The book is divided into three parts. The first part deals with sociological, neurological, and psychological factors that go into financial decision making. This is aimed at understanding the why and wherefore of our financial decisions and outlook. The second part covers four basic psychological tendencies that help make financial choices. Understanding these psychological tendencies will immensely help readers grasp the factors that make them financially behave the way they do.
The third part of the book deals with developing a personalized approach to investment and finance in a behavioral outlook. It also explains how most investment approaches, like value, growth, and momentum investing, are rooted in investors’ psychology. This beautifully links the whole concept and weaves an entire idea of behavioral finance.
The Psychology of Money: Timeless Lessons on Wealth, Greed and Happiness by Morgan Housel
This book will take you beyond math and formulas to help understand the more intimate and personal aspects of financial decision making. How people behave and react to situations, their temperament, outlook on risk and opportunities, and way of thinking reflect in their financial behavior.
This work delves deeper and deals with ego, pride, and fear that influence financial choices and tackles the concept of greed beautifully. What is happiness, and how financial behavior adds or takes away from some of the ideas discussed in these pages? It will change your understanding of finance forever and make it more relatable and personal than ever before.

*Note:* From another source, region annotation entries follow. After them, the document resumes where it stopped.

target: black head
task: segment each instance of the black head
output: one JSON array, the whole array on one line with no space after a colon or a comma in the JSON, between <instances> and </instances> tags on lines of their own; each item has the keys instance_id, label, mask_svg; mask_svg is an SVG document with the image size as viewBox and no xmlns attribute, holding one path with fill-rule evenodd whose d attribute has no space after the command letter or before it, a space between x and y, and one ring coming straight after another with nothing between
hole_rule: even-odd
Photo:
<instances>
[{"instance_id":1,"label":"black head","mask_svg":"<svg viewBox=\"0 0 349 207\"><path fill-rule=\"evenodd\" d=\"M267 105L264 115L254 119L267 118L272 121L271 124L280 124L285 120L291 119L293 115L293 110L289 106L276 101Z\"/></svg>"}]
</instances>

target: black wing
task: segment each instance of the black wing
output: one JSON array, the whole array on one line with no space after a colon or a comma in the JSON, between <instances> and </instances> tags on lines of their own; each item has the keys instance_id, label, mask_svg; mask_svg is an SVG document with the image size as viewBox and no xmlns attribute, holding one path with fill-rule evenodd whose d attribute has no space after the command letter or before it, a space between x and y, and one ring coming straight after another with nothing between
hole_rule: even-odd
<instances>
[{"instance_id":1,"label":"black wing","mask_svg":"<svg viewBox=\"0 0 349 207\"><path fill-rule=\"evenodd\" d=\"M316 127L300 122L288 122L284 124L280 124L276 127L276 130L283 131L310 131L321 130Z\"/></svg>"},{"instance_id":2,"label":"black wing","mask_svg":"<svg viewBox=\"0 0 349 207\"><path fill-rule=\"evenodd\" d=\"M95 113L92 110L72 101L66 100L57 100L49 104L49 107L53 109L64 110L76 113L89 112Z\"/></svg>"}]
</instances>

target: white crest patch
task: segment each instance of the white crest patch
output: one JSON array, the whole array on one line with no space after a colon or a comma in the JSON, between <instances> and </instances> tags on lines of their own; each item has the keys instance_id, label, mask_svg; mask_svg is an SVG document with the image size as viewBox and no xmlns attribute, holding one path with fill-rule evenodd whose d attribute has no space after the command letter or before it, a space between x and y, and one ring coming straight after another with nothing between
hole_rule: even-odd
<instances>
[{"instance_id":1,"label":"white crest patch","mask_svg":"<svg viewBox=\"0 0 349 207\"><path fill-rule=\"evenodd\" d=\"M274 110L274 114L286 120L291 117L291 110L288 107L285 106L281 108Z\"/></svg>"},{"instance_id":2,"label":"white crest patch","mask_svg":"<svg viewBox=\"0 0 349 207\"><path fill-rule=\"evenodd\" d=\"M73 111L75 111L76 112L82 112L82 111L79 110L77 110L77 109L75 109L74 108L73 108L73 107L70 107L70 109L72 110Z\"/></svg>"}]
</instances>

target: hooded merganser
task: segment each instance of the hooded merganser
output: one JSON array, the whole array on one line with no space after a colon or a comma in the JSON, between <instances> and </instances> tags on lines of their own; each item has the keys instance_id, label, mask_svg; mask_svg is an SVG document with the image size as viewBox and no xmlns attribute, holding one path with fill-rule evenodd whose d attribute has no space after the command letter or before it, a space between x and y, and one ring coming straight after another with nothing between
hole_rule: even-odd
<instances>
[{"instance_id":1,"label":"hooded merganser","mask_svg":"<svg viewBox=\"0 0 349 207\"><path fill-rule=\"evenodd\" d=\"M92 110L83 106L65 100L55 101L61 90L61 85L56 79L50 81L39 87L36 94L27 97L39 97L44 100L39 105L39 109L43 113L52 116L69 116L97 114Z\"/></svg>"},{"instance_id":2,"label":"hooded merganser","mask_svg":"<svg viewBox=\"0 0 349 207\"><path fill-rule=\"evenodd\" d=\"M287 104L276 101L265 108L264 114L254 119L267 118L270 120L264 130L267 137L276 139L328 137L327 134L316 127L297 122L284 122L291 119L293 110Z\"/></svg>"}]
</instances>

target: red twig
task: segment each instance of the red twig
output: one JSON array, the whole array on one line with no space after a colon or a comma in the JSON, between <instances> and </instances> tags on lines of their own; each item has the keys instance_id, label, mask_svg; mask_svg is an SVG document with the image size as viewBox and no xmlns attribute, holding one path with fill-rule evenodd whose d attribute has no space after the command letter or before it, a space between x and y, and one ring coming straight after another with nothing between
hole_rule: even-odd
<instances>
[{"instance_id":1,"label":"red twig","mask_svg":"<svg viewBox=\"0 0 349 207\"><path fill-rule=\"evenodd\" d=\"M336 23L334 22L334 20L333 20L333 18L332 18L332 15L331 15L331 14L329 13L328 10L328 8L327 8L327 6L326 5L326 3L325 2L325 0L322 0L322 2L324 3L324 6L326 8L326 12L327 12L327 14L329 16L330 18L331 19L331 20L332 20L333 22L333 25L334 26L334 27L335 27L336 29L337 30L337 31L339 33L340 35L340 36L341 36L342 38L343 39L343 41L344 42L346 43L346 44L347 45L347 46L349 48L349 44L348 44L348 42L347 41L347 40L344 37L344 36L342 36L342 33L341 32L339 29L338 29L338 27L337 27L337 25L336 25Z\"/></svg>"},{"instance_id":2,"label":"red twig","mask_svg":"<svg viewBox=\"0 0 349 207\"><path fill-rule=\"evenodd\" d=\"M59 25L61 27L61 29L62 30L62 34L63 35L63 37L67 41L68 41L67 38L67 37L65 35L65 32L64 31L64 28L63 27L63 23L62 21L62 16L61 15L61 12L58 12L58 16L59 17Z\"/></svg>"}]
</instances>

Next time you plan to borrow, you can go through the concepts explained in this book, and you might be better equipped to find the best 15-minute loans in times of urgency. The same holds good for investment decisions and planning strategies to meet your future goals with a better understanding of psychology.
The Dumb Things Smart People Do With Their Money: Thirteen Ways to Right Your Financial Wrongs by Jill Schlesinger
The author is a financial expert who treats the subject with care and with a bit of flair. Based on his decades’ long experience in the field, the author deftly explores and analyzes how even smart people are sometimes financially dumb. How emotions and expectations can quickly get in the way of most intelligent people, make informed financial choices.
Identifying and tackling these emotional blind spots, in a sense, lies at the heart of this book. It is never easy to see beyond your feelings and find psychological loopholes created by things’ emotional aspects. This is where a more significant effort, a helping hand, a guide, is needed most of all. The author offers you just that helping hand to circumvent your psychological loopholes and be truly smarter when it comes to financial decisions and actions.
It is not always a big decision that matters most but the smallest of the actions that sometimes make all the difference. Once you know where did you go wrong, it all becomes easier to understand and handle. This book explores at least thirteen such potential wrongs that people tend to commit and ways to take corrective measures in time and fulfill your financial goals.
It could be making a false choice of the lender when looking for loans without guarantors or investing in a mutual fund that does not meet your portfolio needs, it all is in your mind, and the answer is right here to find for you in this book.
Conclusion:
These are some of the books that will open a window to the world within your mind and offer you a chance to correct your financial wrongs. Such works are not meant to be a casual read, even if you can read and understand them easily. They tend to become an absorbing read that one doesn’t let go of quickly and becomes part and parcel of their way of thinking, and that is the purpose here to learn about finance not from the mind but the heart.